Fishing in the Haarakoski Eco-fishing Area on the River Suolijoki
We sat down at the Haarakoski lean-to shelter, to take a break and to think. The river was in spate, typical of the first days of June, washing the bushes that grow along the banks. We hooked the occasional fish by fishing deep with nymph. At the tail of the lower rapid, where the boulders stand on dry land in the summer, we polled the fish population for their opinion of our flies, receiving responses from a number of grayling and one lively trout. The trout was a surprise. Most votes in the knee-deep water went to a small tinsel streamer and a Montana-style nymph.
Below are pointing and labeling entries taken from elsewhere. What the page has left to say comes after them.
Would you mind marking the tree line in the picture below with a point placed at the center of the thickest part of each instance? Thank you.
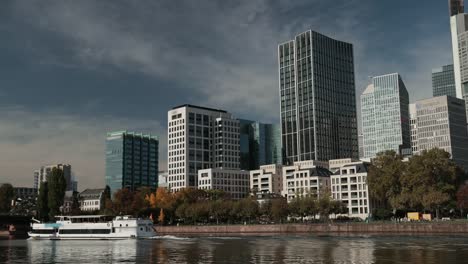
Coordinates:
(429, 182)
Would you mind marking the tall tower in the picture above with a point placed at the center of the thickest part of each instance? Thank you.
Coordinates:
(317, 92)
(385, 115)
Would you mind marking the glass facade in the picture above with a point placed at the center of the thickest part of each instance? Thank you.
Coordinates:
(317, 92)
(385, 115)
(131, 161)
(443, 81)
(260, 144)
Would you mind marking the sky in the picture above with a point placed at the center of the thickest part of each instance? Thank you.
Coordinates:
(70, 71)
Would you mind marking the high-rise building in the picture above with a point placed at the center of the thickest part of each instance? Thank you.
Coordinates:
(200, 138)
(131, 160)
(317, 92)
(441, 123)
(443, 81)
(456, 7)
(42, 174)
(385, 117)
(260, 144)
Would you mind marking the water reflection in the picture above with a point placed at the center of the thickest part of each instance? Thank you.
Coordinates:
(291, 249)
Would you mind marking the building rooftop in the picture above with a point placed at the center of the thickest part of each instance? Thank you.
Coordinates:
(199, 107)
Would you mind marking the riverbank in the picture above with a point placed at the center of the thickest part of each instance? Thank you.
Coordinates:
(342, 228)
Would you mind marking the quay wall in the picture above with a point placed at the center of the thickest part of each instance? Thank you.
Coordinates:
(358, 228)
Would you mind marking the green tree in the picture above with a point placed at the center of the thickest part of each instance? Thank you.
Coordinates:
(7, 193)
(43, 202)
(57, 186)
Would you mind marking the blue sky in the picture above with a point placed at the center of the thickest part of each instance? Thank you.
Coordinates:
(72, 70)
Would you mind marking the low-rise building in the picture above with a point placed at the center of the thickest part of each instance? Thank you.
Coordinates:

By midnight, our plan was clear: we would fish the water along the banks of the upper rapid. Jari began fishing downstream from the rapid’s upper section, catching one grayling after another. Many took the fly right next to the bank when it had been in the water for the briefest time. Not only large but surprisingly small grayling hit the small tinsel streamer. This incredible fishing lasted for about two hours. Then Jari hooked a large grayling on a small tinsel streamer, forcing him to follow it downstream in the fast-moving current. Before the tail of the rapid, where the water empties into the pool in a smooth glide, Jari steered the fish into a calmer section of the current, lifting it in his landing net for both of us to admire. We spent a moment sitting on the bank before heading for our accommodation. It didn’t take long before one of us voiced what both were silently thinking: were the fish biting as eagerly on the opposite bank? Or even more so? We crossed the river in a boat, pushing our bedtime forward by another two hours.